Google will provide five gigawatts of compute capacity over five years to Anthropic — a single line in a multibillion-dollar pact that illuminates how the race for frontier AI is now a contest over power, chips and long-term infrastructure commitments.
Google's investment terms: $10 billion now, up to $40 billion tied to milestones
Under the agreement reported first by Bloomberg and confirmed to ISMG by Google, the deal begins with an initial $10 billion investment from Google and includes performance-linked provisions that could raise the total to as much as $40 billion. The arrangement is being made at an approximate valuation for Anthropic of $350 billion, a figure the report says aligns with Anthropic's February funding round even though secondary market interest has suggested valuations as high as $800 billion.
Compute and infrastructure: five gigawatts, TPUs, and strategic leverage
A major component of the deal is Google Cloud delivering five gigawatts of compute capacity over five years. The source materials state that Anthropic relies heavily on Google Cloud and its tensor processing units (TPUs), which the report describes as a key alternative to Nvidia chips. That combination — large-scale power commitments plus specialized processors — gives Google strategic leverage as a supplier of scarce AI compute resources at a time when model training and inference are bounded by chip availability, energy and datacenter space.
Anthropic's growth and product traction: Claude, Claude Code, Mythos and revenue
The pact arrives as Anthropic faces fast-rising demand that has created infrastructure constraints, the reporting says. Anthropic's Claude platform, and Claude Code in particular, have become widely used among developers for software generation, fueling the company's momentum. The company’s annual revenue is reported to exceed $30 billion. The story also notes Anthropic disclosed a new model, Mythos, earlier in the month; Mythos has restricted access because of cybersecurity concerns and there have been reports of unauthorized use.
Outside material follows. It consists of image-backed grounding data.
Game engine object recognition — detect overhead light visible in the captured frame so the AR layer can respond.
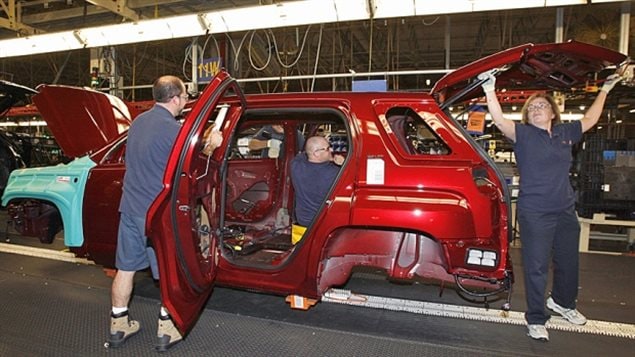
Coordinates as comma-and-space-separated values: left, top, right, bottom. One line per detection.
204, 0, 368, 33
0, 121, 47, 127
407, 0, 588, 16
0, 31, 83, 57
76, 14, 208, 47
0, 0, 623, 59
0, 0, 369, 58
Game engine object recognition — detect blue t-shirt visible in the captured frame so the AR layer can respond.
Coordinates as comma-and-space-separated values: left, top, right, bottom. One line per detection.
119, 105, 181, 217
290, 153, 340, 226
513, 121, 582, 213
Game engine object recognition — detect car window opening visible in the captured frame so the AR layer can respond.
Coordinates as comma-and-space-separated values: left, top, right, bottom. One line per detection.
217, 110, 349, 268
386, 107, 450, 156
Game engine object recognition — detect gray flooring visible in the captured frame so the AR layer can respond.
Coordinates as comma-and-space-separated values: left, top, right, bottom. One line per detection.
0, 215, 634, 356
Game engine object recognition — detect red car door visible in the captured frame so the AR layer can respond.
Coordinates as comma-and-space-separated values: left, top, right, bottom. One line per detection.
146, 71, 245, 334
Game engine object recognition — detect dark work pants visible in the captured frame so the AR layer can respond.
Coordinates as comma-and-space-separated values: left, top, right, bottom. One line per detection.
518, 206, 581, 325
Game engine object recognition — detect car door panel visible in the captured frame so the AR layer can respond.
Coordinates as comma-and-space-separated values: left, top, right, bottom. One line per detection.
146, 72, 244, 333
225, 159, 279, 222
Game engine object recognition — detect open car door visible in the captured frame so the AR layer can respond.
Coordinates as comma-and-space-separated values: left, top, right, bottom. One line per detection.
431, 40, 627, 109
147, 71, 245, 334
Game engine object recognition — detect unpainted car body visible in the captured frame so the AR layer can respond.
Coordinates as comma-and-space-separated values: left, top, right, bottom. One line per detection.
2, 41, 626, 333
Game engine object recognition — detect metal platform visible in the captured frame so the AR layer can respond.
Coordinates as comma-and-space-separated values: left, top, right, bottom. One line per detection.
0, 237, 634, 356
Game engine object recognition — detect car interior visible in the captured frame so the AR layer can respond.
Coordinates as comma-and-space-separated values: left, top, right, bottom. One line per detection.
196, 109, 350, 268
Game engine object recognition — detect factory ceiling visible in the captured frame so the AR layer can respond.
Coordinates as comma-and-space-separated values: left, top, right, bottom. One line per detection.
0, 0, 632, 103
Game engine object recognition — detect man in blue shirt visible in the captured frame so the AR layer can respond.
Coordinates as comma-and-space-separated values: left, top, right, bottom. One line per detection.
290, 136, 344, 243
107, 75, 221, 351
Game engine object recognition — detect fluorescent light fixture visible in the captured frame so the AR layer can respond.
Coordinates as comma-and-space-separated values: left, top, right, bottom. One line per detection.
590, 0, 631, 3
0, 0, 370, 58
0, 0, 623, 58
409, 0, 587, 16
76, 14, 208, 47
0, 121, 47, 127
203, 0, 368, 33
0, 30, 83, 57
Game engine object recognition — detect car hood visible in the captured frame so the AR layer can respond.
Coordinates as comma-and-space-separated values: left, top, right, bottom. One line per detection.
432, 41, 627, 107
32, 85, 140, 158
0, 80, 37, 114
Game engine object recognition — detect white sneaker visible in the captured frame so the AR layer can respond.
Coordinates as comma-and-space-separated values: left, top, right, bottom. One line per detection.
527, 324, 549, 341
547, 296, 587, 325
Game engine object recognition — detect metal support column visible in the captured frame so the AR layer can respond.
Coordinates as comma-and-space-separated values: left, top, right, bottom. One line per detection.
619, 2, 630, 55
555, 8, 564, 43
444, 16, 451, 70
191, 37, 199, 95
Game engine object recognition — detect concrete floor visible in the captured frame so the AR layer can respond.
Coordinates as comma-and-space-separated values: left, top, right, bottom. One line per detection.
0, 210, 633, 356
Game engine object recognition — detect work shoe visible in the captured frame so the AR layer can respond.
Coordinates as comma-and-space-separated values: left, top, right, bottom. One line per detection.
156, 314, 183, 352
527, 324, 549, 341
107, 311, 140, 348
547, 297, 587, 325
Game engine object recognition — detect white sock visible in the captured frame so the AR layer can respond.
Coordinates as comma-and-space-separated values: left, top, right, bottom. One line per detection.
160, 306, 169, 317
112, 306, 128, 315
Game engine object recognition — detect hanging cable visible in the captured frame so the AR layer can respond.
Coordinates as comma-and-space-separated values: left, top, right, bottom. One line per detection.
310, 24, 324, 92
181, 43, 199, 81
248, 29, 272, 71
225, 32, 250, 73
201, 34, 221, 65
422, 16, 440, 26
271, 26, 311, 69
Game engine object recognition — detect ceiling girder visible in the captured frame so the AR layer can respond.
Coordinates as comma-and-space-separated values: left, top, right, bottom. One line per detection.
0, 0, 40, 35
21, 0, 190, 25
85, 0, 140, 22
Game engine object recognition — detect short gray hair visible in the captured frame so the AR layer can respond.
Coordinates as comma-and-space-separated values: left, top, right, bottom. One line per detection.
152, 75, 185, 103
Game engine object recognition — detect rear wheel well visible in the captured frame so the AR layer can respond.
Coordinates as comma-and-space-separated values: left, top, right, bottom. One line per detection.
6, 199, 63, 244
317, 227, 450, 294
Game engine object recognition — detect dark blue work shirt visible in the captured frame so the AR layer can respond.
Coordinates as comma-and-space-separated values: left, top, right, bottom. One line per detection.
290, 153, 340, 226
513, 121, 582, 213
119, 105, 181, 217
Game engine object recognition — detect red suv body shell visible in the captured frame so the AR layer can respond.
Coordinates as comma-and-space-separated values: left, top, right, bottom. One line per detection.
3, 41, 626, 333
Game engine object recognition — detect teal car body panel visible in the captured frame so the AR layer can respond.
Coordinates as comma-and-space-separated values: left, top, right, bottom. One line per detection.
1, 156, 96, 247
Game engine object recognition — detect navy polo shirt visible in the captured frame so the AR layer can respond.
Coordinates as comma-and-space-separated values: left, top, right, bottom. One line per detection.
119, 105, 181, 217
513, 121, 582, 213
290, 153, 340, 226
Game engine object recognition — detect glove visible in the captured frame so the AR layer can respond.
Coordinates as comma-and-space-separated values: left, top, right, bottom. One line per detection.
478, 70, 496, 93
601, 73, 622, 93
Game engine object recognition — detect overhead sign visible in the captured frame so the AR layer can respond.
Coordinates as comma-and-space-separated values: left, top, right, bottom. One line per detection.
198, 57, 223, 81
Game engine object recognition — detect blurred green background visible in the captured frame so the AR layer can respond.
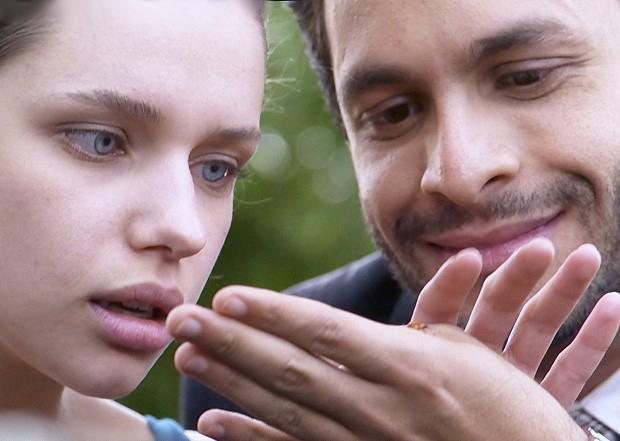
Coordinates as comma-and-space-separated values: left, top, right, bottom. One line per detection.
120, 3, 375, 419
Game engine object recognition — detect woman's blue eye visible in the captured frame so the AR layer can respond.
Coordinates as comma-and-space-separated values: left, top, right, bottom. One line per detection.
64, 129, 125, 157
93, 132, 117, 154
202, 161, 234, 182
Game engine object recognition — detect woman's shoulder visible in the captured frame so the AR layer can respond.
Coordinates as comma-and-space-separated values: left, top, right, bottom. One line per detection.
64, 392, 215, 441
61, 393, 153, 439
146, 416, 214, 441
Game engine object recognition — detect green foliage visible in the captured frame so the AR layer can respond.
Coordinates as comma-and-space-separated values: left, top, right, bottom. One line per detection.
120, 3, 375, 420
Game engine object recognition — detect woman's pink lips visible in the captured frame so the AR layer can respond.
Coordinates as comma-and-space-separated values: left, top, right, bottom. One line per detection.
424, 212, 562, 275
89, 283, 183, 352
89, 302, 172, 352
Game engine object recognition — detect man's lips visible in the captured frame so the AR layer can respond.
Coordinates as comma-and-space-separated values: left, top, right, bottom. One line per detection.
421, 212, 562, 274
89, 283, 184, 352
423, 212, 561, 250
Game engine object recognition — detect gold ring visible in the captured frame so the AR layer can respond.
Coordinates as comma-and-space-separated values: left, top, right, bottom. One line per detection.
407, 321, 428, 331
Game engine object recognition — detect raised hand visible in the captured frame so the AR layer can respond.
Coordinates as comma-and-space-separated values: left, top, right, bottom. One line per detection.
169, 287, 604, 441
168, 240, 620, 441
411, 239, 620, 407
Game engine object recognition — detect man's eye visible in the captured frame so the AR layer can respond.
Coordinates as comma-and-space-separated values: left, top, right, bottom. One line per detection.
510, 70, 543, 86
201, 160, 239, 184
63, 129, 126, 158
360, 98, 423, 141
497, 69, 551, 90
493, 64, 569, 101
382, 103, 416, 125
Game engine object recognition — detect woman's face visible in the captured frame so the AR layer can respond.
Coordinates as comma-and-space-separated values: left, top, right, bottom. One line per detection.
0, 0, 264, 398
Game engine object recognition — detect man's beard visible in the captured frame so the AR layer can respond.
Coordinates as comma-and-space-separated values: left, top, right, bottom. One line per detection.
365, 173, 620, 346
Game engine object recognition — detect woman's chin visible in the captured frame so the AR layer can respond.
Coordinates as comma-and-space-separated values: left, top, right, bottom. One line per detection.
62, 362, 153, 399
69, 377, 143, 399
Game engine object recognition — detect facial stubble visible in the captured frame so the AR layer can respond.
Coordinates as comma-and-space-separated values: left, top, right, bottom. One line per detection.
365, 173, 620, 347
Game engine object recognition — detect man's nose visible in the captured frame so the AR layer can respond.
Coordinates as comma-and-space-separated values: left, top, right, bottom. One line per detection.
126, 158, 208, 261
420, 98, 520, 206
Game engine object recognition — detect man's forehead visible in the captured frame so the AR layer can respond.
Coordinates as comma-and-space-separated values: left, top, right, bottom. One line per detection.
325, 0, 595, 41
322, 0, 605, 113
325, 1, 598, 75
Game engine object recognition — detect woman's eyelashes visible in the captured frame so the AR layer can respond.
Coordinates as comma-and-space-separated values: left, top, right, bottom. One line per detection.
62, 128, 127, 161
60, 126, 244, 190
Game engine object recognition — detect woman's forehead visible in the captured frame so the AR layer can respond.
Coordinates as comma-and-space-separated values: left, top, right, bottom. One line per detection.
1, 0, 266, 143
26, 0, 266, 94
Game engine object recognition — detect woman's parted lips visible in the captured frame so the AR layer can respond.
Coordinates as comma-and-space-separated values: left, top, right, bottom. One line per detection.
89, 283, 184, 318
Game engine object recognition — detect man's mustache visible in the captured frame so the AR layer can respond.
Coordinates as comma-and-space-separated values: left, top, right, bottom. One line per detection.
394, 174, 595, 244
Circular finance and supply-chain scrutiny: investor-as-vendor concerns and Pentagon risk
Analysts quoted in the reporting describe the arrangement as circular: cloud providers invest in AI firms and then sell them compute resources, creating financial relationships that also serve as infrastructure contracts. That circularity is flagged as a potential area of concern, alongside broader supply‑chain dependencies. The company faces a Pentagon designation as a supply‑chain risk, the source says, and the combination of restricted-model access and reports of unauthorized use raises questions about misuse of advanced models. The report also highlights that frontier AI development requires tens of billions in capital and long-term infrastructure commitments — a cost profile that helps explain why hyperscalers are moving from mere customers or partners to deep financial backers.
How technologists, policymakers, and procurement leaders will respond
- Technologists and security teams will watch infrastructure constraints and restricted‑access models: the five‑gigawatt commitment may ease short-term compute bottlenecks, but restricted access to models like Mythos and reports of unauthorized use are concrete security issues to monitor.
- Policymakers and regulators will scrutinize supply‑chain dependencies and the circular investor‑vendor model: the Pentagon designation as a supply‑chain risk and analyst concerns about cloud providers acting both as investors and vendors create clear regulatory levers and oversight questions.
- Enterprises and procurement leaders will weigh long‑term compute availability against vendor concentration: access to TPUs and multi‑year power commitments influence choices about where to host or buy advanced AI services and shape vendor risk assessments ahead of potential IPOs or shifts in market power.
The deal also sits alongside other hyperscaler moves. The Google pact comes days after Amazon committed up to $25 billion to Anthropic, and the reporting notes the Amazon move as a $5 billion investment with potential for an additional $20 billion — underscoring hyperscalers' intense competition to back leading AI labs while tying up compute capacity.
For buyers, defenders and overseers of AI systems, the headline numbers matter less than the structural realities they reveal: success in frontier AI increasingly depends on capital, long-term access to compute and strategic partnerships with major cloud providers. Anthropic’s reported consideration of an initial public offering as early as this October frames current investments as potentially high-value, pre‑IPO stakes for major backers. That timeline, combined with the Pentagon supply‑chain designation, restricted-model disclosures and reports of unauthorized use, leaves concrete questions about governance, continuity of access and risk that market participants and regulators alike will need to answer in the months ahead.